In the fourth blast, a device Sunday was triggered by a tripwire, injuring two white men, police said. It had been left on the side of a road in a predominantly white area. Those men are in good condition at St. David’s South Austin Medical Center, a hospital representative said.”The use of a tripwire is far less discriminating than leaving parcel bombs at residences and suggests that (Sunday’s) victims were not specifically targeted,” the global think tank Stratfor said in one of its Threat Lens reports.

If one perpetrator is behind all five blasts, then the person deployed an unusually wide range of skills and delivery methods, CNN law enforcement analyst James Gagliano said.

“Some of these folks … as long as the bombmaker walks away with 10 fingers and 10 toes, that’s successful to them,” said Gagliano, a retired FBI supervisory special agent.
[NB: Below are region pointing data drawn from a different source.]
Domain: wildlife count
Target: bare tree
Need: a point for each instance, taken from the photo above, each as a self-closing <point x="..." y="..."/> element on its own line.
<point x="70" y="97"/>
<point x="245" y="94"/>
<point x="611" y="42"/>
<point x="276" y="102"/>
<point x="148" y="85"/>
“But the method, the delivery system and the different means that he’s having these things in place shows that he’s trying to show — if it’s the same person on all five of these — a full panoply of different ways of doing this,” he added, “and that’s frightening.”

Three members of the Congressional Black Caucus called Monday for federal officials to classify the bombings as terrorist attacks and determine whether they are “ideologically or racially motivated.”

The NAACP called the incidents “acts of domestic terrorism” and called for vigilance and caution for communities in Austin.